7. QUIET ENJOYMENT: Lessor warrants that neither Lessor, nor any
assignee or anyone acting or claiming through Lessor will interfere with
Lessee's quite enjoyment and use of the System so long as no Event of Default,
shall have occurred under the Lease and be continuing.
8. TAXES AND FEES: Lessee shall promptly reimburse Lessor, upon demand,
as additional Rent(s), or shall pay directly, if so requested by Lessor, all
license and registration fees, sales, use, personal property taxes and all other
taxes and charges imposed by any federal, state or local governmental or taxing
authority, relating to the purchase, ownership, leasing, subleasing, possession,
use, operation, or relocation of the System or upon the Rent or receipts with
respect to the Lease, excluding, however, all taxes computed upon the net income
of Lessor.
9. DISCLAIMER OF WARRANTIES AND DAMAGES: LESSEE ACKNOWLEDGES THAT (I)
THE SIZE, DESIGN, CAPACITY OF THE SYSTEM AND THE MANUFACTURER AND SUPPLIER HAVE
BEEN SELECTED BY LESSEE; (II) LESSOR IS NOT A MANUFACTURER SUPPLIER, DEALER,
DISTRIBUTOR OR INSTALLER OF PROPERTY OF SUCH KIND; (III) NO MANUFACTURER OR
SUPPLIER OR ANY OF THEIR REPRESENTATIVES IS AN AGENT OF LESSOR OR AUTHORIZED TO
WAIVE OR ALTER ANY TERM OR CONDITION OF THE LEASE; AND (IV) EXCEPT FOR LESSOR'S
WARRANTY OF QUIET ENJOYMENT, LESSOR HAS NOT MADE AND DOES NOT HEREBY MAKE ANY
REPRESENTATION, WARRANTY OR COVENANT WRITTEN OR ORAL, STATUTORY, EXPRESS OR
IMPLIED AS TO ANY MATTER WHATSOEVER INCLUDING, WITHOUT
4
LIMITATION, THE DESIGN, QUALITY CAPACITY, MATERIAL, WORKMANSHIP, OPERATION,
CONDITION MERCHANT ABILITY OR FITNESS FOR A PARTICULAR PURPOSE OR HIDDEN OR
LATENT DEFECT OF THE SYSTEM OR ANY PORTION THEREOF, OR AS TO ANY PATENT,
COPYRIGHT OR TRADEMARK INFRINGEMENT.
LESSEE LEASES THE SYSTEM "AS IS", "WHERE IS." IN NO EVENT SHALL LESSOR BE
LIABLE TO LESSEE OR ANY OTHER PERSON OR ENTITY FOR SPECIAL, DIRECT, INDIRECT,
INCIDENTAL OR CONSEQUENTIAL DAMAGES, INCLUDING, WITHOUT LIMITATION, ANY PERSONAL
INJURY DAMAGES, LOSS OF PROFITS OR SAVINGS, OR LOSS OF USE, OR FOR ANY DAMAGES
BASED ON STRICT OR ABSOLUTE TORT LIABILITY OR LESSOR'S NEGLIGENCE (OTHER THAN
PERSONAL INJURY OR PROPERTY DAMAGE CAUSED BY LESSOR'S SOLE ACTIVE NEGLIGENCE),
OR CONSEQUENTIAL DAMAGES OF ANY NATURE WHATSOEVER RESULTING FROM ANY BREACH OF
THE LEASE, THE USE OF THE SYSTEM OR OTHERWISE:
10. MAINTENANCE, USE AND OPERATION: At all times during the Term,
Lessee, at its sole cost and expense, shall maintain the System in good repair,
condition and working order in accordance with established maintenance
procedures such that the System performs in accordance with published
specifications, and Lessee shall maintain (and upgrade if necessary) the System
at all times within two of the Supplier's latest Product Computing Loads.

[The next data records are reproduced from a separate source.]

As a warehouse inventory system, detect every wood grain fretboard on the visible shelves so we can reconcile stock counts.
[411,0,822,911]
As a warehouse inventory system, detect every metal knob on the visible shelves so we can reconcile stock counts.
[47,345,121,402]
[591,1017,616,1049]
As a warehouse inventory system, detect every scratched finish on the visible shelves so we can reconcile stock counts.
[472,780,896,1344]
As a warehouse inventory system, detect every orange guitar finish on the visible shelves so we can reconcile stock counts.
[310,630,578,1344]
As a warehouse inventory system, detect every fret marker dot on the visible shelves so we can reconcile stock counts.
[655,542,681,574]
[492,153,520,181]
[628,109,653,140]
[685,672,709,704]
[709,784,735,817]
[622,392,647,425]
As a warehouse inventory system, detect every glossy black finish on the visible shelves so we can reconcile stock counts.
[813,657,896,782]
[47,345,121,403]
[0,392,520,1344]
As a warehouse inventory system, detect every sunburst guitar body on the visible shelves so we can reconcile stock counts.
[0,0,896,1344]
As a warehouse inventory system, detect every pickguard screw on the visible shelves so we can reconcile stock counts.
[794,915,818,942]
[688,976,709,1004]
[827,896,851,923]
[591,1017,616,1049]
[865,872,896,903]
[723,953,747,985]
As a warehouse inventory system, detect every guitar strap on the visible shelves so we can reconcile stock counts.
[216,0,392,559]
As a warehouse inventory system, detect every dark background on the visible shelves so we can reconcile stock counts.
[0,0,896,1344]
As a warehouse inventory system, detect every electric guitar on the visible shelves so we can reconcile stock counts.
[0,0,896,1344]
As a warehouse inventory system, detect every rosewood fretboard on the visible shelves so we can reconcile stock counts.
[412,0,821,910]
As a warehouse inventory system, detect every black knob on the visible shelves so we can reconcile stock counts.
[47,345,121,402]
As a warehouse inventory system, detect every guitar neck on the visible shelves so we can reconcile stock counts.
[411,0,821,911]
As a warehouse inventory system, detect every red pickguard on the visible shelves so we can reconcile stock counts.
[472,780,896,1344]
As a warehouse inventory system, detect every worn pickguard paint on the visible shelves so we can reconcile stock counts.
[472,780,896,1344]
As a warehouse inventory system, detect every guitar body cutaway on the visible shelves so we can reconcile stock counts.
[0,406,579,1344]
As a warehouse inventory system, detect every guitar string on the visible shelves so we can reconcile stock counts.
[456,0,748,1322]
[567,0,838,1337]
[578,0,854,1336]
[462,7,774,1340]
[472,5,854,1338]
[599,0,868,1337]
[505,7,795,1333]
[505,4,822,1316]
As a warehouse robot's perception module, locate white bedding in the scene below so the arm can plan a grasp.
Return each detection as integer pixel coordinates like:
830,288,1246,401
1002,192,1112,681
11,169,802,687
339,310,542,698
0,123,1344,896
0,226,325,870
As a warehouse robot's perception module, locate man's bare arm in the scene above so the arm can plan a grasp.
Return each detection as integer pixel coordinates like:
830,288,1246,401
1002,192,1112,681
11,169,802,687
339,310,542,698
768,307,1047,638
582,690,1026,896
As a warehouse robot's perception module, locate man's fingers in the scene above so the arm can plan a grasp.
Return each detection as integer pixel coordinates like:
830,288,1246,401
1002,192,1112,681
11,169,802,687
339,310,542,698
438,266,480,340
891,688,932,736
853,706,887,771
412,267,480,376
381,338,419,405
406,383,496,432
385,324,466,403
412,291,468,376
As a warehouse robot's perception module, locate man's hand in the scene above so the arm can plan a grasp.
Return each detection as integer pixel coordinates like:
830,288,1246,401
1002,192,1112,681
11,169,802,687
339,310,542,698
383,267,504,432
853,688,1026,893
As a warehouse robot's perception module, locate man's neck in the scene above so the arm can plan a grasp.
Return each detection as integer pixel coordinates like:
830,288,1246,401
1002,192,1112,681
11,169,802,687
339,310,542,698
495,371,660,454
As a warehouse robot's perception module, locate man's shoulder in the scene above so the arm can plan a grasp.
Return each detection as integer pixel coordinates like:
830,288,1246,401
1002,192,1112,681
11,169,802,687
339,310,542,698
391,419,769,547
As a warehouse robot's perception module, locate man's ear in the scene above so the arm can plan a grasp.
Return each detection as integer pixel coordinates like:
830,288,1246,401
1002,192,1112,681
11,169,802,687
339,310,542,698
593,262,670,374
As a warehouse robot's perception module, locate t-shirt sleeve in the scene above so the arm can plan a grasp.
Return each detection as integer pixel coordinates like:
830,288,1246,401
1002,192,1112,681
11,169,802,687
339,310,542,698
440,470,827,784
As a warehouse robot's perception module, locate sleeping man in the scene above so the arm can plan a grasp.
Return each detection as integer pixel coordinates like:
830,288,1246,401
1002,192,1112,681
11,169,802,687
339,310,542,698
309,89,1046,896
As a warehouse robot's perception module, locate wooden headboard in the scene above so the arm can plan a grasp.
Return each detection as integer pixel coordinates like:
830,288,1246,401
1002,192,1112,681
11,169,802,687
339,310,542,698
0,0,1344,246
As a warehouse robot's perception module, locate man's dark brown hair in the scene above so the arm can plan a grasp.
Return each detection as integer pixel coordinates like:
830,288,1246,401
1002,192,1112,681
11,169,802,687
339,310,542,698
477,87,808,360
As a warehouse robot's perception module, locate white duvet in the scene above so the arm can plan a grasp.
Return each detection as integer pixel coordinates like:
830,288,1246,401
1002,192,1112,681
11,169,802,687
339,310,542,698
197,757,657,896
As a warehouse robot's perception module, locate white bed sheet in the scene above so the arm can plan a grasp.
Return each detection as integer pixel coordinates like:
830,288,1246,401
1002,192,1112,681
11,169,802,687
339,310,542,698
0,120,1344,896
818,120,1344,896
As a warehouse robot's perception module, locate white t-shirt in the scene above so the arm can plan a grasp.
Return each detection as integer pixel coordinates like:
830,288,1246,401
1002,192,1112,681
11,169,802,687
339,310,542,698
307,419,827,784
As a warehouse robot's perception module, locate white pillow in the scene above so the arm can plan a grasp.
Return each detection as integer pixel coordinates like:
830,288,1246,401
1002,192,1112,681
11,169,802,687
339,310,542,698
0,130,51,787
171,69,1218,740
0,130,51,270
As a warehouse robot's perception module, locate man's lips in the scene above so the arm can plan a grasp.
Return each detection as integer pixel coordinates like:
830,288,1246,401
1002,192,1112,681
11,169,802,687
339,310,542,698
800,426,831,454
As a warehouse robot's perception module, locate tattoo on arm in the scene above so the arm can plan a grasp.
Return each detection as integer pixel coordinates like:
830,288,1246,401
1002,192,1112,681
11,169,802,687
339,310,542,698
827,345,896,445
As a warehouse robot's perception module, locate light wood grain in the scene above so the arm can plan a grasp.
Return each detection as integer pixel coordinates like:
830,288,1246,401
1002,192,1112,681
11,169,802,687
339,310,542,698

Lessee
shall use the System and all parts thereof for its designated purpose and in
compliance with all applicable laws; and shall at all time keep the System in
its possession and control and not permit such System to be moved from the
Installation Sites, as set forth in the applicable Schedule, without Lessor's
prior written consent.
11. TITLE, SECURITY; PERSONAL PROPERTY: upon the applicable
Commencement Date, legal title to the Equipment shall vest in Lessor subject to
Lessee's rights under the Lease, provided that Lessee shall immediately
surrender possession of the System to Lessor upon (a) any termination of the
Lease other than (i) Lessee's election of its Purchase Option pursuant hereto or
to the applicable Schedule (ii) the termination of a Lease pursuant to Section
13 hereof and the payment by Lessee of all amounts required to be paid
thereunder, or (b) the occurrence of an Event of Default and Lessors exercise of
that remedy pursuant to Section 17 hereof. Lessee shall execute upon such
delivery any such instruments as Lessor may reasonably request to evidence such
transfer without warranty or indemnity.
To secure the payment of the Rent and other sums due, as well as all of Lessee's
obligations under the Lease, Lessee grants to Lessor, and Lessor does hereby
retain, a security interest constituting a first lien on Lessee's right, title
and interest in and to the System, including the Equipment and Lessee's interest
in the Software, and on all modifications, attachments, and accessions thereto,
and on any proceeds therefrom. Lessee agrees to execute such additional
documents, including financing statements, affidavits, notice and similar
instruments, in form reasonably satisfactory to Lessor, which are necessary or
appropriate to establish and maintain its security interest.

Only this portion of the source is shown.